Both were prescient. Both were ignored. Most of what we’re now calling AI failure is the cost of having ignored them.
Think about the first time you cooked something new. Not the Food Network version where everything plates beautifully on the first take. The real first attempt. You read the recipe twice. You measured everything. You didn’t multitask. You did one thing at a time, slowly, because you were learning what good looked like. You also burned something. Undersalted something. Took twice as long as the recipe claimed. Figured out which step the recipe was quietly lying about. By the fifth Tuesday, it was just dinner, done while you scrolled your phone, no recipe card needed. The polished show skips the part that mattered. AI workflows work the same way. There’s no shortcut around the careful first attempt. There’s just the question of whether you took it.
Here’s how the recipe works for a team. If you’re a leader trying to bring AI into a workflow your team already owns, three steps, in order. At each step the team has a job and you have a job. Yours is what makes theirs possible. Skip yours and you’ll have a demo that doesn’t survive a Tuesday.
1. Spike. Smallest test on the strongest tool.
The team picks one real workflow they already touch every week. Runs it end-to-end on the strongest model available. Doesn’t optimize the prompt. Doesn’t shop for tools. Doesn’t throttle the cost.

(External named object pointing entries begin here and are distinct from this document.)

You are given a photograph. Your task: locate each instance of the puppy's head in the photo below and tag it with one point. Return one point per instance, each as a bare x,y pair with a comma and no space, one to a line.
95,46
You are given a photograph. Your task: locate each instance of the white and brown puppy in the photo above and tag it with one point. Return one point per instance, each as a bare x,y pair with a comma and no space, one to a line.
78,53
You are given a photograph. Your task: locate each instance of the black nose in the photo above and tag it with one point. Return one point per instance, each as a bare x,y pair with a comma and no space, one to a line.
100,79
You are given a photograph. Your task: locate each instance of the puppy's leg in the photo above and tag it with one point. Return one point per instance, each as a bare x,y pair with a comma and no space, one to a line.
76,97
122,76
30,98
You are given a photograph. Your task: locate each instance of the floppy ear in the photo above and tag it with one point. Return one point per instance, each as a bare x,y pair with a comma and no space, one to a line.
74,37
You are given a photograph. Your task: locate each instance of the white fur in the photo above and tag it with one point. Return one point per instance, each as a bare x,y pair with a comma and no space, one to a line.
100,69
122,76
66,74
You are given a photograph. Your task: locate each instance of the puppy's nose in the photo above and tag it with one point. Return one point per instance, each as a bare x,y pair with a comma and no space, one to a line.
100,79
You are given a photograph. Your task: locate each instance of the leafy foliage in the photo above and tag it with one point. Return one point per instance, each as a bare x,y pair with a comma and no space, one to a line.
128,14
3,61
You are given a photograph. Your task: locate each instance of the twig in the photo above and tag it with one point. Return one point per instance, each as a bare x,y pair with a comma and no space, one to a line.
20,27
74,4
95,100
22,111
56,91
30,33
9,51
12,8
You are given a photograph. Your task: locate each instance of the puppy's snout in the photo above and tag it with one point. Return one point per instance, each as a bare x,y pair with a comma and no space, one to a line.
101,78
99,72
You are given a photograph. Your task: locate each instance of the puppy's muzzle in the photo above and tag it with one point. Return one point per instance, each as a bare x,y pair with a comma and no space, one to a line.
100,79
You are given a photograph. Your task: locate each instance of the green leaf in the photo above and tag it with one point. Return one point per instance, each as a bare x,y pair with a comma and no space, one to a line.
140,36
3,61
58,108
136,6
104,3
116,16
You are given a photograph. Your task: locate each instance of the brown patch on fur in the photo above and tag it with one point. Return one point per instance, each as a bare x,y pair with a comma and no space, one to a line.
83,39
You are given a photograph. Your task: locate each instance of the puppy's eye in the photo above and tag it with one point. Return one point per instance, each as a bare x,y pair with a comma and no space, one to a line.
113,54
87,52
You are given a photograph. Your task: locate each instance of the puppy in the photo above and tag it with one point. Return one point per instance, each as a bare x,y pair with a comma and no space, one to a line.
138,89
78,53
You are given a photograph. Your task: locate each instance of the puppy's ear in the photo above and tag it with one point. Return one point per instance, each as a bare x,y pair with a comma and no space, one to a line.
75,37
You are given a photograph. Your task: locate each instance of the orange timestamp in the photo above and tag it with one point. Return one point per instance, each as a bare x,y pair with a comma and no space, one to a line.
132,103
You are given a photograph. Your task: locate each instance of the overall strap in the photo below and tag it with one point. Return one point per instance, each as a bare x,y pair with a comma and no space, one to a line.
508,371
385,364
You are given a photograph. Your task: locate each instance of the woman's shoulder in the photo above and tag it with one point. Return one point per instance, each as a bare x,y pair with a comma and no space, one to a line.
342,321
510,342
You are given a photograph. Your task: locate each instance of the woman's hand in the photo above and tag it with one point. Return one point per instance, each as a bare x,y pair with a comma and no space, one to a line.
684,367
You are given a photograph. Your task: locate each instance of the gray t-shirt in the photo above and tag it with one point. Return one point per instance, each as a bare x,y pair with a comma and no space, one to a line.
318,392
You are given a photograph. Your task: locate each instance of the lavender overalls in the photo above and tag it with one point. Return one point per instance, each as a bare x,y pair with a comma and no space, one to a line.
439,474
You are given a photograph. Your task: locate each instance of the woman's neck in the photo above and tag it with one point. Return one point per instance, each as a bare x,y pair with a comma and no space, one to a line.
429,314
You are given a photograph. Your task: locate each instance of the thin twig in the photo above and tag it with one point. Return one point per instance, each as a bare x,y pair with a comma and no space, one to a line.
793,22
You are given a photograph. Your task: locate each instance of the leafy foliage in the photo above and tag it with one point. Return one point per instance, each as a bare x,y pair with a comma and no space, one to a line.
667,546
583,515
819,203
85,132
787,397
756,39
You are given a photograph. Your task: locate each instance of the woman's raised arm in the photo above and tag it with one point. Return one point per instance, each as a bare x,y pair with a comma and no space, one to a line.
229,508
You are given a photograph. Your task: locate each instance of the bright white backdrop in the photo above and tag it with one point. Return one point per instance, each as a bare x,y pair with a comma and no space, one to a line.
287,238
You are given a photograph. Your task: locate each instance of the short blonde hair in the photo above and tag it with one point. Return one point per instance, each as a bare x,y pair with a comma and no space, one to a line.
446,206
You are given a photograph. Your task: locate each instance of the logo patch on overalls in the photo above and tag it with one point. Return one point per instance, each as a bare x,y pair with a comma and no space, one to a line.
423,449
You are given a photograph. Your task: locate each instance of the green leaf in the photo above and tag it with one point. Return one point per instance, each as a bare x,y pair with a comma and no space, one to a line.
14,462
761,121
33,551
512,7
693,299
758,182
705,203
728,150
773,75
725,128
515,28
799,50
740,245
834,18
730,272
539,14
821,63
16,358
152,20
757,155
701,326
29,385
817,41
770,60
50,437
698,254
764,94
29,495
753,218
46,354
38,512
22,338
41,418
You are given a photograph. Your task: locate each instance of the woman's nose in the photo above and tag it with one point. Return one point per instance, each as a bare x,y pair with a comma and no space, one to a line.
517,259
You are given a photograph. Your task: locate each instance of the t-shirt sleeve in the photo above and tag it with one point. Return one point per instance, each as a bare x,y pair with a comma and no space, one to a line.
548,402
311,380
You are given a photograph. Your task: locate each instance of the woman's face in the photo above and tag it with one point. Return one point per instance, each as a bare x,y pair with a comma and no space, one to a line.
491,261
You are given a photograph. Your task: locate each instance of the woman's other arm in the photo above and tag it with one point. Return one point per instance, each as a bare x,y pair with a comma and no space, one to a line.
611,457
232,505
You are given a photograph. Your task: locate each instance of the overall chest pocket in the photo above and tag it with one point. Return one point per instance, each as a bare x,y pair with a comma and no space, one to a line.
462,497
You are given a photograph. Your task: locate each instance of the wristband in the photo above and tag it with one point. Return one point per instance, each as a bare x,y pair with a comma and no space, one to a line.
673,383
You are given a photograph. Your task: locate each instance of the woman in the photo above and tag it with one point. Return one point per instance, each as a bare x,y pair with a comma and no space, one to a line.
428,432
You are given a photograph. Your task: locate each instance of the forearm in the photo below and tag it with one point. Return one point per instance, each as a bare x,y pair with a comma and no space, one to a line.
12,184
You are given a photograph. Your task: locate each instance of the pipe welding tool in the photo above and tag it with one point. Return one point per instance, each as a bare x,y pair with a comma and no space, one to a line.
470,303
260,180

The team’s only job is to find out whether this work is AI-doable at all today, by anyone. If the strongest model can’t, no cheaper one will.
What the leader sets up is the explore budget. Time. Model credits. No PR-ready outcome required. The hypothesis written down before the work starts, in one paragraph: what would we learn from this? And a stop-date. Mission Command in plain English: here’s the outcome we’re testing, here’s the boundary, come back in two weeks with what you learned. Leaders who turn this into a multi-quarter roadmap kill it before it starts.
2. Specify. What good actually looks like.
Almost everyone skips Specify. Ries called it load-bearing. Most AI dashboards quietly fail at it.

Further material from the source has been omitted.